Book: In One Person
Author: John Irving
Rating: 3.5/5
Great line: “Ambition robs you of your childhood. The moment you want to become an adult—in any way—something in your childhood dies.”
Being as it is a novel by John Irving, In One Person is on a controversial subject. William Francis Dean, usually just Billy or Bill, is a boy who begins the story as a child conflicted by his “crushes on the wrong people.” First it’s his mother’s new husband, then his small town’s intersex librarian, Miss Frost. The novel is essentially a chronicle of Billy’s sexuality, a subject of great confusion to everyone except for him.

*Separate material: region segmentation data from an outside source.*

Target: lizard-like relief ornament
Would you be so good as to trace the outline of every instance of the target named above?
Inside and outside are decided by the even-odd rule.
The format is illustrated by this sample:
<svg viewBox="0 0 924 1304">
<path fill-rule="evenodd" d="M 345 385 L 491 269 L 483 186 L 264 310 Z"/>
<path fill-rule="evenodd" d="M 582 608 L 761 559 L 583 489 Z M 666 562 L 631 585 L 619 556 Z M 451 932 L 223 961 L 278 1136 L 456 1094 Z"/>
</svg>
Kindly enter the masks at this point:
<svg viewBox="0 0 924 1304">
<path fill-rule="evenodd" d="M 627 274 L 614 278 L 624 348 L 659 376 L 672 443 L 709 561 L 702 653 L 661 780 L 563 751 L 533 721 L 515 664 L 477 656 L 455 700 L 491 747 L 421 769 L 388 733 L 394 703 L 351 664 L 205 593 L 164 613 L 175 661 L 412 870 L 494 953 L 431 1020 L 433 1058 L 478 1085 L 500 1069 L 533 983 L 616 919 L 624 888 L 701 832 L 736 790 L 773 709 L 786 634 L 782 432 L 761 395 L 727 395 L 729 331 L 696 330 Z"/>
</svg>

Being as it is a novel by John Irving, In One Person takes place primarily in a small New England town and focuses on a highly irregular family. Billy’s father left before he was born, and his mother is the subject of many whispers in First Sister, Vermont. His central male figure is his stepfather, Richard Abbott, Shakespeare teacher and actor. Beyond those there are his toxic aunt and grandmother, his bumbling yet good-natured grandfather, and his equally bumbling and good-natured alcoholic uncle.
In One Person is certainly a worthwhile read. It speaks frankly and unflinchingly on bisexuality, a topic rarely explored in mainstream fiction. John Irving has a talent for creating characters so uniquely crafted and refined that you would half expect to run in to them at school. In typical Irving style, he covers a wide expanse of settings and cultural atmospheres seamlessly: from the Cold War era of Billy’s childhood, to the free loving 60s of his early adulthood, finally screeching into the years of AIDS and Reagan.
However, the reader does not for a sentence forget that they are reading a John Irving novel. The Billy Abbott of In One Person has the same self-righteous candor and dysfunctional familial relations as Homer Wells of Irving’s 1985 novel The Cider House Rules. Similarly, Billy’s gender-bending friend Elaine bears a stunning resemblance in character and function to Homer’s gender-bending friend Melony.
All of that withstanding, In One Person is still a highly enlightening, engaging read that is well crafted from start to finish, and is remarkable if only for its divergence from the cookie-cutter norms of sexuality which are so pervasive in modern literary fiction.